Ce qu'est le BFR dans le contexte d'une cession

Le besoin en fonds de roulement représente le montant dont l'entreprise a besoin pour financer son cycle d'exploitation : payer ses fournisseurs et ses salariés avant d'encaisser ses clients. Il est calculé comme la différence entre les actifs circulants d'exploitation (stocks + créances clients) et les passifs circulants d'exploitation (dettes fournisseurs + dettes sociales et fiscales courantes).

Un BFR positif, ce qui est le cas dans la majorité des TPE/PME, signifie que l'entreprise a besoin de trésorerie pour fonctionner. Ce besoin est financé soit par la trésorerie disponible, soit par des lignes de crédit court terme.

Pourquoi le BFR intervient dans le prix

Dans une cession de titres, l'acheteur acquiert l'entreprise avec son BFR. Si le BFR à la date de closing est inférieur au BFR normatif de l'entreprise, l'acheteur devra injecter de la trésorerie supplémentaire pour financer l'exploitation après la cession. Cette injection est considérée comme un coût supplémentaire qui vient en déduction du prix.

À l'inverse, si le BFR est supérieur au normatif (stocks trop élevés, créances clients trop importantes), c'est le cédant qui a laissé trop de capital immobilisé dans l'entreprise.

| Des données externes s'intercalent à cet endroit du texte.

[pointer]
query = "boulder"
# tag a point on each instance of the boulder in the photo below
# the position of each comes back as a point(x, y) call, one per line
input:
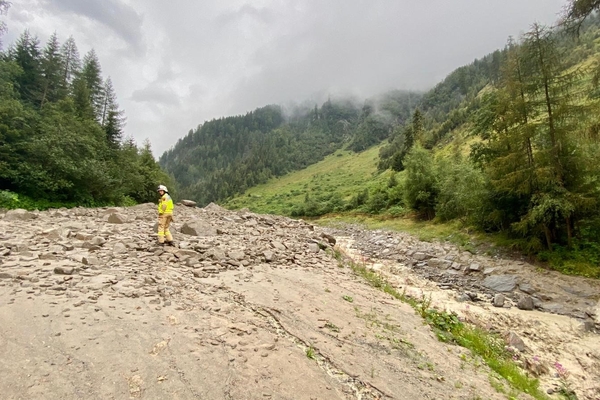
point(64, 270)
point(98, 240)
point(526, 288)
point(236, 255)
point(498, 300)
point(214, 207)
point(19, 215)
point(198, 228)
point(475, 267)
point(269, 256)
point(188, 203)
point(525, 303)
point(119, 248)
point(116, 218)
point(513, 340)
point(439, 263)
point(501, 283)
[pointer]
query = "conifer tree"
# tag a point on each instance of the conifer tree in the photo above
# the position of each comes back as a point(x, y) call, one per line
point(26, 53)
point(92, 75)
point(111, 118)
point(52, 66)
point(71, 60)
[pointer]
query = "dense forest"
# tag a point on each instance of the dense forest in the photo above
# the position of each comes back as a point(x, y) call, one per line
point(61, 131)
point(508, 144)
point(224, 157)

L'acheteur peut alors demander une réduction de prix au titre du surplus de BFR.

Comment le BFR normatif est calculé

Le BFR normatif est le niveau de BFR dont l'entreprise a structurellement besoin pour fonctionner en rythme de croisière. Il est calculé à partir des ratios de gestion historiques : délai moyen de paiement des clients (DSO), délai moyen de paiement aux fournisseurs (DPO), et rotation des stocks.

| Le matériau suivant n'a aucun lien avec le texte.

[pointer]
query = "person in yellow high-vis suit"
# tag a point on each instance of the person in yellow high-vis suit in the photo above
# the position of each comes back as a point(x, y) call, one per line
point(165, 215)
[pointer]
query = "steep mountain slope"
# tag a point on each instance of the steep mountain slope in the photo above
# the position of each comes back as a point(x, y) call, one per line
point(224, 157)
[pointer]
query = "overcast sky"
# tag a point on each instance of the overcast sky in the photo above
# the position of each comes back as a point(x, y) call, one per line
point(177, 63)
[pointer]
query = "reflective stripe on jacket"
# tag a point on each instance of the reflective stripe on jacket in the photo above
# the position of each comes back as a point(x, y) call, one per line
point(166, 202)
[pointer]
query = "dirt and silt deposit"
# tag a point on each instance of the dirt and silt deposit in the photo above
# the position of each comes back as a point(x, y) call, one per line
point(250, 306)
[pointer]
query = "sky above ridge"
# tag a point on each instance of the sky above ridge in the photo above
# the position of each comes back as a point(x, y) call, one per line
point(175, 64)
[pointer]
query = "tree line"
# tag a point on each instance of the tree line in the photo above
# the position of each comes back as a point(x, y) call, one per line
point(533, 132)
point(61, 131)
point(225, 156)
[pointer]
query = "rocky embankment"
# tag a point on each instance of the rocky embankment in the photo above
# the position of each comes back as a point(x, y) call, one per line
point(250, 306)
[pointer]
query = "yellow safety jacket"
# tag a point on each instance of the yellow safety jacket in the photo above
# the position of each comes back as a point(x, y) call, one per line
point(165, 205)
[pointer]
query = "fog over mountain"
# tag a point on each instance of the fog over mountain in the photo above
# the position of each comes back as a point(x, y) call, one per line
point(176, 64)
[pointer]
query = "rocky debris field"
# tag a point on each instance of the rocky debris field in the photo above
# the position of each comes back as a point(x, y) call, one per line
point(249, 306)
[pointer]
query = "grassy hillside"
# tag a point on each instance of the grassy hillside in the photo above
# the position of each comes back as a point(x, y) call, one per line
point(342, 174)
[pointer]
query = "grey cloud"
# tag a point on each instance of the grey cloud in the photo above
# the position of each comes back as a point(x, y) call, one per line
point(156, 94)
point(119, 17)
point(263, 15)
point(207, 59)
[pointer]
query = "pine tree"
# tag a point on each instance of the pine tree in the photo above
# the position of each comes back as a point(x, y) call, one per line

L'acheteur et son auditeur vont calculer ce BFR normatif à partir des 3 derniers exercices et le comparer au BFR réel à la date de closing. L'écart est l'enjeu de négociation.

Ce qu'un cédant peut faire

  • Réduire les créances clients. Relancer les clients en retard de paiement, proposer des escomptes pour paiement anticipé, s'assurer que les encaissements sont à jour à la date de closing.
  • Optimiser les stocks. Identifier et liquider les stocks obsolètes ou en excès avant la mise en vente.
  • Négocier la définition du BFR normatif en amont. Ne pas laisser l'acheteur définir seul le BFR normatif de référence. Proposer sa propre définition, basée sur une moyenne normalisée des 3 derniers exercices, et la faire valider dans le protocole avant le closing.

Point de vigilance

Un pic de recouvrement artificiel dans les semaines précédant le closing (en forçant des clients à payer plus tôt que d'habitude) peut améliorer le BFR à date de closing mais créer un creux d'encaissements immédiatement après. Les auditeurs de l'acheteur regardent aussi les flux de trésorerie récents et peuvent identifier ces pratiques.